We had never seen anything like it. It was 1985, and millions of grasshoppers were inundating Magic Valley. The flying swarms ate crops by the hundreds of acres, chewing their way from field to field. It reminded me of the Biblical locust invasion. Eventually, the government stepped in. Idaho State standards specified a dangerous level when eight grasshoppers arrived per square yard. The newspaper reported there were over two hundred grasshoppers per square yard!
You couldn’t avoid them when driving. They covered the road. One afternoon I ran a few errands and drove from Sky Ranch to Murtaugh, picking up supplies at Mark and Barb’s Grocery Store.
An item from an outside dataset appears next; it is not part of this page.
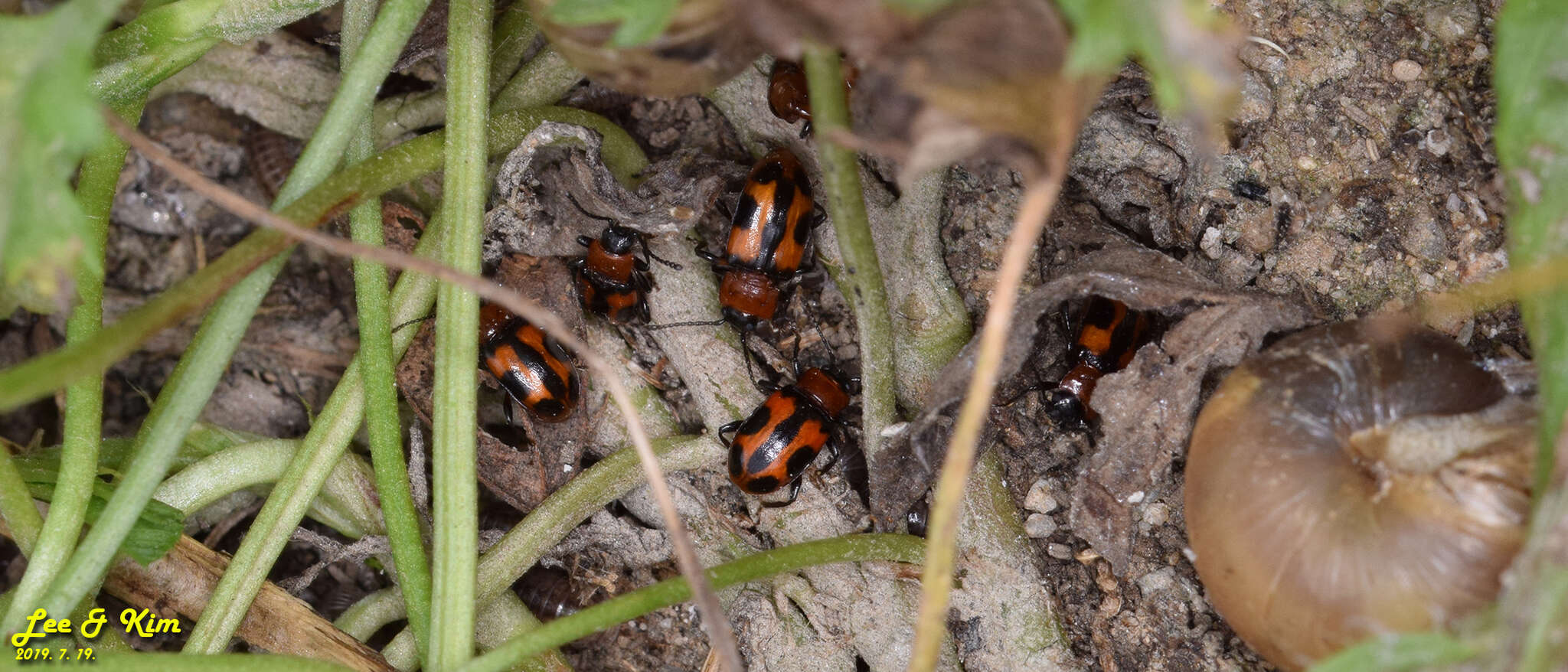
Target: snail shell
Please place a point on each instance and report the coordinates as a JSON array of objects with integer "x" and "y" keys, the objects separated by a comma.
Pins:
[{"x": 1355, "y": 480}]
As I moved along the paved road, my car crushed their hard, shell-like bodies. The noise loudly reverberated and sounded like cracking china plates as I maneuvered around the worst of the green-brown piles of carcasses.
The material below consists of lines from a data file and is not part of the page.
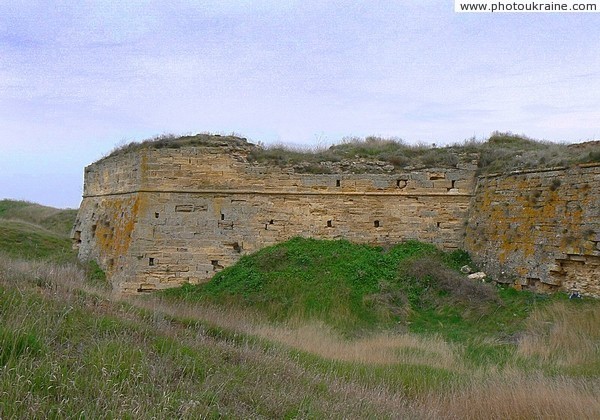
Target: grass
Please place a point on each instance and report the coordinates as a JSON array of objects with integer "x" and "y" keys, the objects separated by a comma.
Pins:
[
  {"x": 58, "y": 221},
  {"x": 356, "y": 288},
  {"x": 32, "y": 231},
  {"x": 426, "y": 344},
  {"x": 70, "y": 349},
  {"x": 501, "y": 152}
]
On the return, the squished bodies across the pavement become slick and slimy. My vehicle actually slid across one section of the road. As I drove down 4900, I saw a huge military plane fly close to the ground over nearby fields. Its camouflaged fuselage looked like a flying dinosaur while it sprayed killing chemicals over the farm lands. Ultimately, the infestation abated, and Sky Ranch continued to endure. Its crops had survived.
* * *
“There’s a hay fire on 4900,” I heard someone call over the ranch radio. I listened in the kitchen to what our farm employees were saying.
“The hay stack is about a mile from the highway. I think it’s spontaneous combustion. Clear.”
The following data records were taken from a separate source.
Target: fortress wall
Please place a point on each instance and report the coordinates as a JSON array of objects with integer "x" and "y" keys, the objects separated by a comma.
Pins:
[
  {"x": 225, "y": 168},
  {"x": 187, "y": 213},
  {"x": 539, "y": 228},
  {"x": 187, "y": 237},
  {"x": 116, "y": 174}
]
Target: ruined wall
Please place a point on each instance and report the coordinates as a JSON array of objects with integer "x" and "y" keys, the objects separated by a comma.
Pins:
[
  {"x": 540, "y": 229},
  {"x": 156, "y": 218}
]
I looked out the front door but could see nothing to the north, not even a smoke trail. Nevertheless, I was curious.
“Hey, Matt. Want to go see a fire?” I asked.
“Where?”
“Not sure, but it’s on 4900,” I said. “Let’s check it out.”
I bundled our four-year old into his car seat, tightened the straps, and walked around to the driver’s door. After snapping on my seatbelt and backing away from the garage, I headed out our driveway and started north on 4900. Then I saw dark smoke rising in the distance. As I drove closer, I saw an orange glow, ominous and threatening. I turned to the left and approached the giant inferno from a different direction. Sparks from a large haystack blasted into the air. It looked like the farmer was letting the fire burn out. There were no other vehicles nearby and the stack was in a plowed field, not close to any structures.
Once Matt and I advanced toward the burning hay, hot air struck the car windows. We were some eighty feet from the compressed stack, yet we could feel scorching heat inside the car. I backed up, not wanting to get any closer as flames shot upward from the middle of the bales. After a few minutes of staring and commenting, we drove home.
As Mike walked into the kitchen that evening, Matt ran to him, wearing his toy fireman’
s helmet, its siren blaring. With his arms outstretched, Mike reached down and lifted him above his shoulders.
“What’s up?” he asked. “Has Mom been cooking?”
“No,” I said and scrunched my face toward him. “Why does every fire mean I’m involved?”
“Well, look at the odds,” Mike countered as he placed Matt back on the floor and took out a cigarette.
“No. I had nothing to do with this. It’s about the hay fire on 4900,” I said while scrubbing a few potatoes for dinner.
“I heard about that. They said it was spontaneous combustion,” he stated as he drew in some cigarette smoke, slowly exhaling it upward.
“What does that mean?” I asked.
Mike walked to the kitchen table and sat down. I brought an ashtray and sat across from him. Matt raced between the living room and the kitchen, still wearing his fireman’s helmet. Then he stopped to hear his father’s explanation and turned off the siren.
“They probably cut the hay when it was too wet. After a rain, we’d roll over the rows of alfalfa, letting air dry the hay. Then we’d bale it. They might have baled the hay too quickly, before it was completely dry.”
“Why would wet hay cause a fire?” I asked.
“Wet hay absorbs more moisture than dry hay,” he explained. “Water is made of oxygen. You know, H2O. Oxygen is flammable. Hay acts as an insulator, causing heat to rise within the bale. Then a fire starts.”
“Has Sky Ranch ever had one?”
“No. We’ve been lucky. But we’ve also made sure the hay is completely dry before it’s baled.”